Cependant dans le cadre du télétravail, les premières décisions des juridictions semblent revenir à une interprétation plus restrictive de la notion de temps et de lieu de travail. Par exemple, une télétravailleuse a été victime d’une chute dans les escaliers en remontant de son sous-sol aménagé en bureau dans le cadre du télétravail. Celle-ci a chuté et s’est fracturé le coude dans la minute qui a suivi la fin de sa journée de travail. La Caisse primaire d’assurance maladie (CPAM) a refusé de reconnaître le caractère professionnel de cet accident. La cour d’appel d’Amiens dans un arrêt du 15 juin 2023 a confirmé le refus au motif que la salariée ayant débadgé avant sa chute, cette dernière se trouvait en dehors de son temps de travail et qu’elle ne se trouvait donc plus sous la subordination de son employeur. Ainsi, la présomption d’imputabilité de l’accident au travail ne pouvait s’appliquer. La salariée échouant à démontrer le caractère professionnel de son accident, la cour rejeta la demande de reconnaissance de l’accident en accident de travail (CA Amiens, 15/06/2023 n°22/00474)

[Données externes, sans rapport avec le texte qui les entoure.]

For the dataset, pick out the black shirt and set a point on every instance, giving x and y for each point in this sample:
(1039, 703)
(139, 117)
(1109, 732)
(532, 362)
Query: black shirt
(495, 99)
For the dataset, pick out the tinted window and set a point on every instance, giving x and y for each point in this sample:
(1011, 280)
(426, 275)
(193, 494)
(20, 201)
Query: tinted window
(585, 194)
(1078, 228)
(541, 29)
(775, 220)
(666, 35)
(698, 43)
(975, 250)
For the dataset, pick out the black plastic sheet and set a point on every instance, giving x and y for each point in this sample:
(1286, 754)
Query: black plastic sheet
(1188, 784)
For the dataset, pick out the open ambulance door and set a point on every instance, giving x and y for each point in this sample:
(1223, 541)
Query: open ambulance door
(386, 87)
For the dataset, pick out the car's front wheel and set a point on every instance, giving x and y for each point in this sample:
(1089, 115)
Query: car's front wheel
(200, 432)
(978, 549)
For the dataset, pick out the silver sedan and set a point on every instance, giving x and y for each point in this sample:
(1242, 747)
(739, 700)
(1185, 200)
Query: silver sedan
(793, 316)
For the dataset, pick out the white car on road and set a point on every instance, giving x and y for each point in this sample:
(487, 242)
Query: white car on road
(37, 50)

Ainsi, l’accident survenu en dehors des heures ou du lieu de télétravail déclarés n’est pas présumé être un accident du travail. Le salarié doit donc démontrer qu’il existe un lien entre son accident et son activité professionnelle. À défaut, l’accident du travail ne peut pas être retenu.

La mise en place du télétravail exige que l’employeur soit particulièrement vigilant sur le lieu d’exercice ainsi que sur les horaires de travail des télétravailleurs notamment lors de la rédaction des accords ou chartes sur ce sujet, et ce afin d’éviter tout contentieux éventuel en cas d’accident.